Melton Peter Demetre Park is a municipal park in Charleston, South Carolina. Some locals still refer to it by the nickname "Sunrise Park", the park was officially dedicated and named Melton Peter Demetre Park in 2007 after its owner, who donated the land to the City Of Charleston for use as a park.

Melton Demetre owned a parcel of land which provided views across Charleston Harbor to The Battery and surrounding landmarks. During the 1960s, Demetre obtained permits and filled his waterfront lot with dirt, a practice which was later prohibited. In 1970, the United States Army Corps of Engineers ordered Demetre to stop filling the waterfront property, and litigation resulted. Eventually in 1975, a federal judge ruled that the fill dirt could stay but limited the use of the land to Demetre's stated intent of a marina. In 1990, Demetre donated the land to the City of Charleston, transferring the deed to the land on the condition that it be converted into a park with certain agreed upon amenities within ten years, and that the park be dedicated to Demetre when opened. When the ten-year deadline approached in 2000, the city installed a makeshift floating dock without a permit, and did not fulfill other agreed to obligations. Demetre claimed that the work did not satisfy the conditions of the deed, and he sued to have the land returned to him based on the reverter clause in the deed. The lawsuit settled in 2007 in Demetre's favor, with the city agreeing to a timetable for certain improvements including the construction of a 190-foot pier.

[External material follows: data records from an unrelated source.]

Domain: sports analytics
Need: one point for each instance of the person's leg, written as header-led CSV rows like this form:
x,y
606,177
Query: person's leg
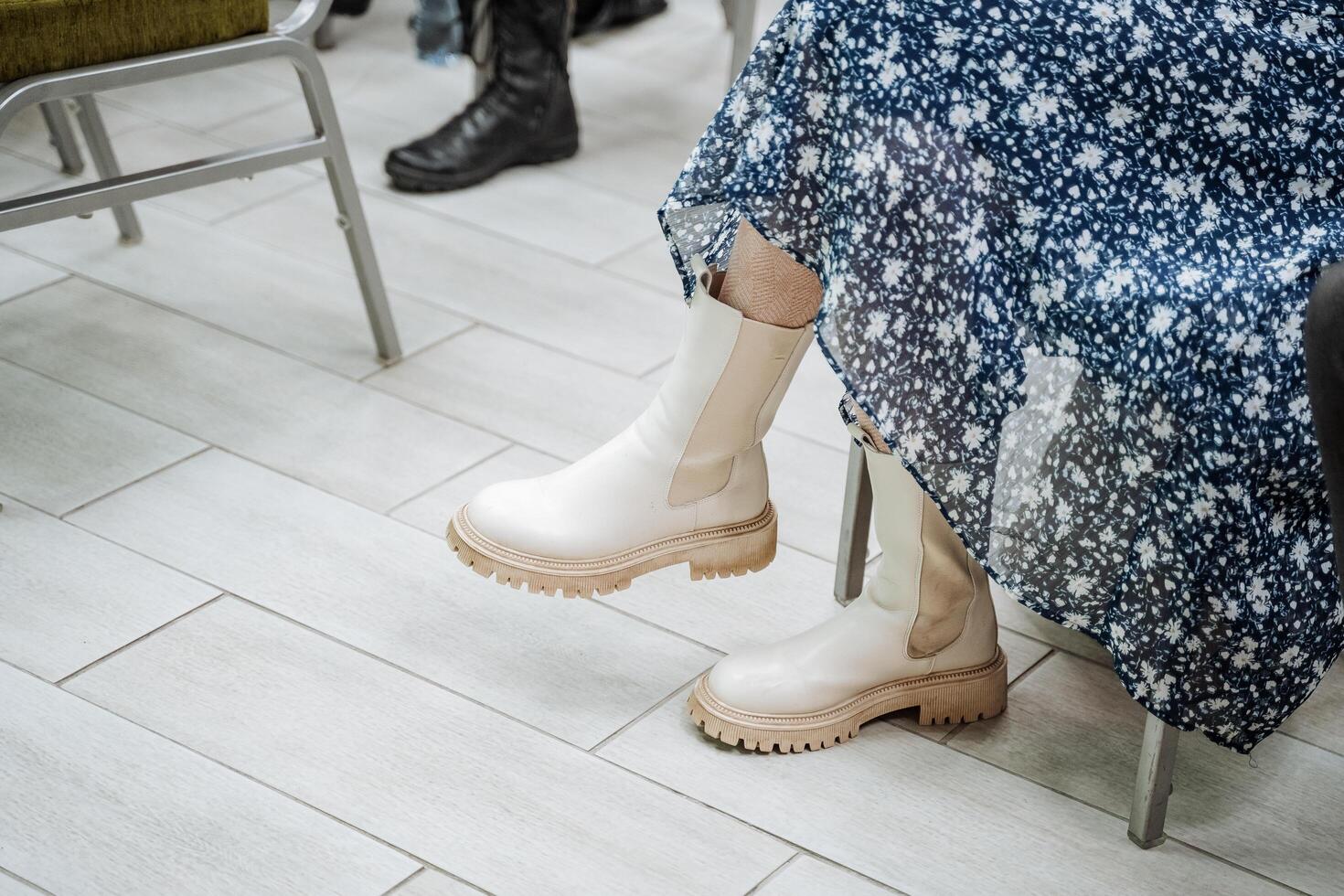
x,y
1323,341
686,483
921,635
766,283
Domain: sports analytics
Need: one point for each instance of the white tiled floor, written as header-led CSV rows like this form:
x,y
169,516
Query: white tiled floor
x,y
235,656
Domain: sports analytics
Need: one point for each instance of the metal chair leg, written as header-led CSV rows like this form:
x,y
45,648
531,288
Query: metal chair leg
x,y
105,163
348,208
1153,784
742,20
325,35
62,136
855,520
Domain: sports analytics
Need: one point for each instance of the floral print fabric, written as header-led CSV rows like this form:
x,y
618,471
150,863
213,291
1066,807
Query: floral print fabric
x,y
1066,249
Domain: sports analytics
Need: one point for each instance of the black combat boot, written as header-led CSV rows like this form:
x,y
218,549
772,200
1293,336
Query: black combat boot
x,y
526,116
592,16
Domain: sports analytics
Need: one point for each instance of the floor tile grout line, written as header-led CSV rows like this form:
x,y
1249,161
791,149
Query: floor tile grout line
x,y
237,453
403,881
772,875
122,547
246,775
1080,801
411,205
205,446
62,681
1303,741
260,200
489,457
428,347
329,268
645,713
5,872
499,712
408,670
369,386
434,304
113,288
723,813
571,744
680,635
37,288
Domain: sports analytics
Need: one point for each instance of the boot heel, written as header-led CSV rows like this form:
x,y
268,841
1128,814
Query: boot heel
x,y
977,693
737,554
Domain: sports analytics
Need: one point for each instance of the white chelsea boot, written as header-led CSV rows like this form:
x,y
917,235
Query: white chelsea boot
x,y
921,635
686,483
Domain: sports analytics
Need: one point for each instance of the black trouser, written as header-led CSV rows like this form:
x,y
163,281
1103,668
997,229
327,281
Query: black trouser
x,y
1323,338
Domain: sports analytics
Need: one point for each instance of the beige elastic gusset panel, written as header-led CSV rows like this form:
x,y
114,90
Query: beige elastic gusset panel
x,y
949,581
763,357
766,285
949,577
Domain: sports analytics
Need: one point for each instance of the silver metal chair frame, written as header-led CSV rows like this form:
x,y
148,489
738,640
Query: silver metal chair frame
x,y
741,15
286,39
1156,756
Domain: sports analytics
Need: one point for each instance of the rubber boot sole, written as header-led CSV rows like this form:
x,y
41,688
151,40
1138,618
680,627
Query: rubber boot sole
x,y
945,698
417,180
717,552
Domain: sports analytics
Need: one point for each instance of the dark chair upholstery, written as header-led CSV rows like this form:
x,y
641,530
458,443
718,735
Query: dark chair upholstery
x,y
54,35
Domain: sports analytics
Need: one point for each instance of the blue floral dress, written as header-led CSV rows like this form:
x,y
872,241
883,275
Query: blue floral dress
x,y
1066,249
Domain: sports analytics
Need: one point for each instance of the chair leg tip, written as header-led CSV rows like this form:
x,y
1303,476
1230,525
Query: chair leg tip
x,y
1148,844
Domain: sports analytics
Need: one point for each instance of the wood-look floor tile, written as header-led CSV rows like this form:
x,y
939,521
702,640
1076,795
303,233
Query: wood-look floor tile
x,y
276,297
1320,720
15,887
179,100
1072,727
526,392
60,448
806,876
506,807
572,667
525,291
97,805
433,509
19,274
340,435
917,816
68,598
432,883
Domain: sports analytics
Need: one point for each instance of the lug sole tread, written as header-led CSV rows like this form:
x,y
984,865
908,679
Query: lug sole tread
x,y
945,698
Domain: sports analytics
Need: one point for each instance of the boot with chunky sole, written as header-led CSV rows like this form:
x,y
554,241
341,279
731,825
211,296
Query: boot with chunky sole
x,y
686,483
921,635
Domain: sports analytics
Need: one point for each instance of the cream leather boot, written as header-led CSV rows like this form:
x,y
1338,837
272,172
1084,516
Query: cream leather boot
x,y
686,483
921,635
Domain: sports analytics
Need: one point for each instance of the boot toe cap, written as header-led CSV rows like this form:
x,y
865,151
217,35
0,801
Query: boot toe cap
x,y
502,513
758,680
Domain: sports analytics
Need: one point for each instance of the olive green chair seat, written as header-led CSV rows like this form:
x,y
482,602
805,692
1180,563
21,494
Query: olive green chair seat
x,y
51,35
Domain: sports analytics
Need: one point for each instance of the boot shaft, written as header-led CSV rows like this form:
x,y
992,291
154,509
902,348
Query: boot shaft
x,y
925,567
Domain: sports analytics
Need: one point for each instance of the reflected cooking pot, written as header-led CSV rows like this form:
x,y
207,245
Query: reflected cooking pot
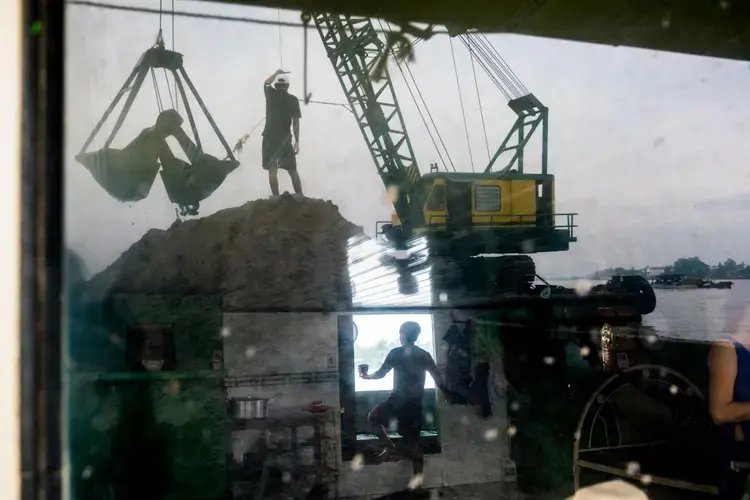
x,y
249,408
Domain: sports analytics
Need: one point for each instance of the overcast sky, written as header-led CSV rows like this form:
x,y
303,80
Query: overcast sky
x,y
649,148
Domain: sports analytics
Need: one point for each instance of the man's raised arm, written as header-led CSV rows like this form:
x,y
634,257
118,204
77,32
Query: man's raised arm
x,y
382,371
270,79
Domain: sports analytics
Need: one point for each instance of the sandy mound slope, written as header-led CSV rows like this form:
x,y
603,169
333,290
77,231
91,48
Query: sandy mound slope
x,y
284,252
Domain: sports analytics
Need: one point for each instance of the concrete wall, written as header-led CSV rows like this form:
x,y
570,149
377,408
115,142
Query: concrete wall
x,y
259,347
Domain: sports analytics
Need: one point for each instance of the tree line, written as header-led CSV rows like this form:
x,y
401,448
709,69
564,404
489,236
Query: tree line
x,y
693,267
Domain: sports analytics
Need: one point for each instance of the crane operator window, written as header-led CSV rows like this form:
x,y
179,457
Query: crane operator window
x,y
436,201
487,198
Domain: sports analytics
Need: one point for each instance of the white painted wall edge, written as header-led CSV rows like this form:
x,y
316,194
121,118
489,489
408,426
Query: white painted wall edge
x,y
10,263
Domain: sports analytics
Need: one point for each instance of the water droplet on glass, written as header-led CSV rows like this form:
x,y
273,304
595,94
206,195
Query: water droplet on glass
x,y
415,481
174,387
491,434
633,468
582,287
358,461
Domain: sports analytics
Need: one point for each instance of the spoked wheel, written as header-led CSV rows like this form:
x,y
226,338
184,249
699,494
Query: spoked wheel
x,y
640,408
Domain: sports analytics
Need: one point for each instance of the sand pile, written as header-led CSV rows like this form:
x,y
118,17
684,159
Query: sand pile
x,y
284,252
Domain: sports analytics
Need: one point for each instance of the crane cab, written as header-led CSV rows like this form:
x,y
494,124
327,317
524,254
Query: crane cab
x,y
489,213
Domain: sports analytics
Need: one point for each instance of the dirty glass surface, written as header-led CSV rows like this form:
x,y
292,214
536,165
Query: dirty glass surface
x,y
563,221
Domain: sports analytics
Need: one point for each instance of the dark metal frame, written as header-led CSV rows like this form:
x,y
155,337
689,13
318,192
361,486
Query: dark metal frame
x,y
531,113
354,48
42,249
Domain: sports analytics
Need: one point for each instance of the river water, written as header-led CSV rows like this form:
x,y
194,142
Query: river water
x,y
701,315
698,315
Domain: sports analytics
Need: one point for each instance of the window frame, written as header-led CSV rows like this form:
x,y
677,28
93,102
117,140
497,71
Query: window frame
x,y
499,197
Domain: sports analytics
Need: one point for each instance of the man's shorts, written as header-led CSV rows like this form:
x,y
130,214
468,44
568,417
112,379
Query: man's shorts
x,y
406,412
278,154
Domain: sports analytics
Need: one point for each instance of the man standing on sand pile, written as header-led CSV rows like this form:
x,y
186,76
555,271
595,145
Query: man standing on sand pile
x,y
282,113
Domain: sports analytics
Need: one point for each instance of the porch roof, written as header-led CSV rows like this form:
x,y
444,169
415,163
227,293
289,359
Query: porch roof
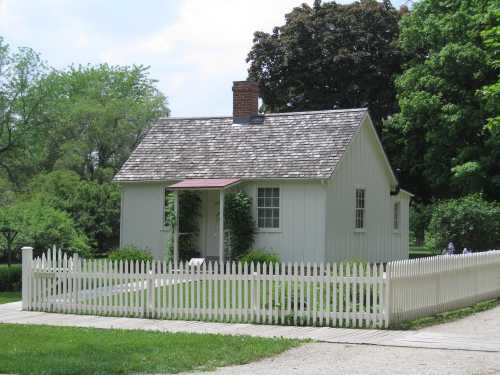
x,y
205,183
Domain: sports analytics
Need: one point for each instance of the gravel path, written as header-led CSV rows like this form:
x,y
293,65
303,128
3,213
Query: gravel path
x,y
324,358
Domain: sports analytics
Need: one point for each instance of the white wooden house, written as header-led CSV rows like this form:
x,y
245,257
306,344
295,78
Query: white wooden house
x,y
321,183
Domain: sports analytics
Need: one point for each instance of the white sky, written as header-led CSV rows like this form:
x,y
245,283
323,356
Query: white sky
x,y
195,48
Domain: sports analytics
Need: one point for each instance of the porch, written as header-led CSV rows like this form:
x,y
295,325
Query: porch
x,y
211,221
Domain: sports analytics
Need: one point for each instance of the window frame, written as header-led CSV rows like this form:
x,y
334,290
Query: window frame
x,y
279,207
396,214
359,209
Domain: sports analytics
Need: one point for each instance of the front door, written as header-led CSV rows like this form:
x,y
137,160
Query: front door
x,y
211,224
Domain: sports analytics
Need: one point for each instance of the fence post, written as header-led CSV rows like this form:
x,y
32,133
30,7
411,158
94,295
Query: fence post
x,y
76,280
27,262
388,291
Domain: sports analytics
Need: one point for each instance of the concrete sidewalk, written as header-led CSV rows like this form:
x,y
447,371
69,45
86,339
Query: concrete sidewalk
x,y
12,313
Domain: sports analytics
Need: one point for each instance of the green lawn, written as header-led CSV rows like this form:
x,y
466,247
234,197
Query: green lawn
x,y
6,297
60,350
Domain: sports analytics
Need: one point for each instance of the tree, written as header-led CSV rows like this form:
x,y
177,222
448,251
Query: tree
x,y
470,222
439,138
22,98
39,225
329,56
97,115
94,207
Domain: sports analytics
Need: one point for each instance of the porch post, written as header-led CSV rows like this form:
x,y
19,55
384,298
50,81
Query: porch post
x,y
176,228
221,227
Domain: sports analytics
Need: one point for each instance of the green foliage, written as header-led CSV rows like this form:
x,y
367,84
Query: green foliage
x,y
470,222
239,221
259,256
94,207
130,253
98,115
43,226
329,56
22,99
420,216
10,278
440,138
63,135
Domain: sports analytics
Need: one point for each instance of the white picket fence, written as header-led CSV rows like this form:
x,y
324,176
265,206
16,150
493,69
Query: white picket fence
x,y
427,286
337,295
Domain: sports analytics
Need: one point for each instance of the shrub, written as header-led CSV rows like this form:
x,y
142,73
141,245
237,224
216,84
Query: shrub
x,y
130,253
259,256
10,278
470,222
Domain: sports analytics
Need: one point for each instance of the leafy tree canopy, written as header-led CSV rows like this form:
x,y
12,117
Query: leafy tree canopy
x,y
443,138
94,207
42,226
99,113
329,56
22,98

The park has a fishing pier, two large sandy waterfront beaches, marshes, a covered picnic area, a large nature preserve pond, fields of green grass and the beginnings of a hiking trail. The 190-foot fishing pier extending into the harbor opened in February 2009. The pier leads to a 20-by-20-foot pier head and 40-foot floating dock. Other projects include steps leading to the beach areas and an automatic gate that opens the parking area from 6 a.m.-8 p.m. daily. The park improvements were built with $450,000 approved by Charleston City Council for the only city administered waterfront park on James Island. In June 2019, it was announced that the park would be closed for the summer months while work began on a project to fix past hurricane damage and make further improvements to the park. The project was projected to cost over $800,000. The views from the park take in the Battery, the Downtown Charleston Peninsula, the Ravenel Bridge, Patriots Point, Sullivan's Island, and Fort Sumter among other areas.